He has been cited as an influence on the musician Beck. The artist Banksy has stenciled Tyler's line “only the ridiculous survive” outside of London's Paddington Station. The line comes from Tyler's series of six poems with the same name, “The Complete Breakdown of Everything.”

Tyler's writing style has been described as terse, epigrammatic epiphanies. He is concerned with language, both beautiful and otherwise, as a political activity, and the “muddle-class” as a group robbed of language, and so robbed of a voice. He is known for his poem “The Most Beautiful Word in the American Language” (Resist).

“The Iggy Pop of Poetry”, his high-octane physical reading style has been controversial, leading to him once receiving a zero at a poetry slam. The judge said he could not hear the poetry through his antics. Tyler responded in his poem “Suggestion Box.” If you didn’t move around so much/I could listen to your poetry/If I didn’t move around so much/you wouldn’t even bother with/you couldn’t listen to my poetry/you just wouldn’t listen/to my poetry.

He performed his one word poem “Nixon Is Dead” (Good) on BBC radio, entering to introductory music (“He’s My Thing” by Babes in Toyland) longer than the poem itself.
He appeared full-frontally nude performing his poem Trial By Ice for the PBS Series, The United States of Poetry (is it o.k. to yell fire/at a fire). The performance was cut from the show, but Tyler did appear completely naked in stills from the program in the coffee table book of the same name.

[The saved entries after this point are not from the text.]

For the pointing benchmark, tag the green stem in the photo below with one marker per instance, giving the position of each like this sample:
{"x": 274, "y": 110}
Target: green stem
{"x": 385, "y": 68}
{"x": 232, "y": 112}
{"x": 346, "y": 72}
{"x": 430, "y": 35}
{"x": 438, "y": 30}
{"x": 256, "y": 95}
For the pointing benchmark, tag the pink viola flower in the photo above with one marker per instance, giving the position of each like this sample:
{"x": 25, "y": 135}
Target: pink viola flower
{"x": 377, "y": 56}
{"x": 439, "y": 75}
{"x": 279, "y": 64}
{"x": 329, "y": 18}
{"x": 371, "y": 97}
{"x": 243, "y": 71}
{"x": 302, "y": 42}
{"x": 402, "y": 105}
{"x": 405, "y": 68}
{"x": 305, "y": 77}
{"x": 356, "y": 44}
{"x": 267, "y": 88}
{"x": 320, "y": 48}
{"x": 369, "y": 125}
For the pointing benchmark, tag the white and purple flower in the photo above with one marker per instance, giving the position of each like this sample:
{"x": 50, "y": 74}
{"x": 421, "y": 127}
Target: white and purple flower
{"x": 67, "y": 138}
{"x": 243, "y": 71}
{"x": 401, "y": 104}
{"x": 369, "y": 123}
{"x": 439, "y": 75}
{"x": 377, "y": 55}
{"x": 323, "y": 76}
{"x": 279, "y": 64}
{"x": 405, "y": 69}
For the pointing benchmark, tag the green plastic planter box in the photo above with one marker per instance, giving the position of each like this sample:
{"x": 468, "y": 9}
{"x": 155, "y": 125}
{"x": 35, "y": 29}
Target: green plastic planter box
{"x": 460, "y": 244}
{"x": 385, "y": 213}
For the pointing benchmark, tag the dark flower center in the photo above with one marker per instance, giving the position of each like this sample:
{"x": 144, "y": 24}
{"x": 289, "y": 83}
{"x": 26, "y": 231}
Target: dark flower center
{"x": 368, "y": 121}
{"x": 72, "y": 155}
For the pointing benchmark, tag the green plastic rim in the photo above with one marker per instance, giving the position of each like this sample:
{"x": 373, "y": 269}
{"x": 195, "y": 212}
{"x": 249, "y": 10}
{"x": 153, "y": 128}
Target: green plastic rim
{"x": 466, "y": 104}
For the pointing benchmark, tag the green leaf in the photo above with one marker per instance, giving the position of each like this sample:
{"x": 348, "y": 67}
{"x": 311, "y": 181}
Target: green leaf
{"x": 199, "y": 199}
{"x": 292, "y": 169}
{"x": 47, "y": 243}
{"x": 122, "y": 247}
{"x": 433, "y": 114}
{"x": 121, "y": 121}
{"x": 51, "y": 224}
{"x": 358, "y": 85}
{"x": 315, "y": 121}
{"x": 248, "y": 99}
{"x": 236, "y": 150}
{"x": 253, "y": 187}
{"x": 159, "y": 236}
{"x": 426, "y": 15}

He recreated the James Brown Hardest Working Man in Show Business Routine while doing a poetry reading.

Noted UK Journalist AA Gill in the London Sunday Times was bemused by a Mike Tyler performance at London's Institute of Contemporary Arts (ICA): “He had not endeared himself to us. I mean this is the ICA, it’s London, this audience is so cool the bar doesn’t even bother stocking ice. And there’s this geezer claiming to be a poet, I mean he hasn’t even got sunglasses on. Anyway he starts whining his poem, which is sort of Ezra Pound out of Beavis and Butt-Head ...” Gill went on to quote a short Mike Tyler poem in full. Just before/the end of the world/somebody said/to somebody else/” Hey, look, it’s not like it’s the end of the world”.

The most infamous act of Tyler's career occurred on Friday November 30, 1992. Dying to read a poem at the Nuyorican Poets Café but with a long line ahead of him, Tyler took his poem outside to 3rd Street. He used the flatbed of a truck for a stage and paced and prowled. He didn't recite the poem, he exorcised it. He sprung to the top of a wire fence, then dived to the sidewalk landing on his left arm. Which broke at the elbow.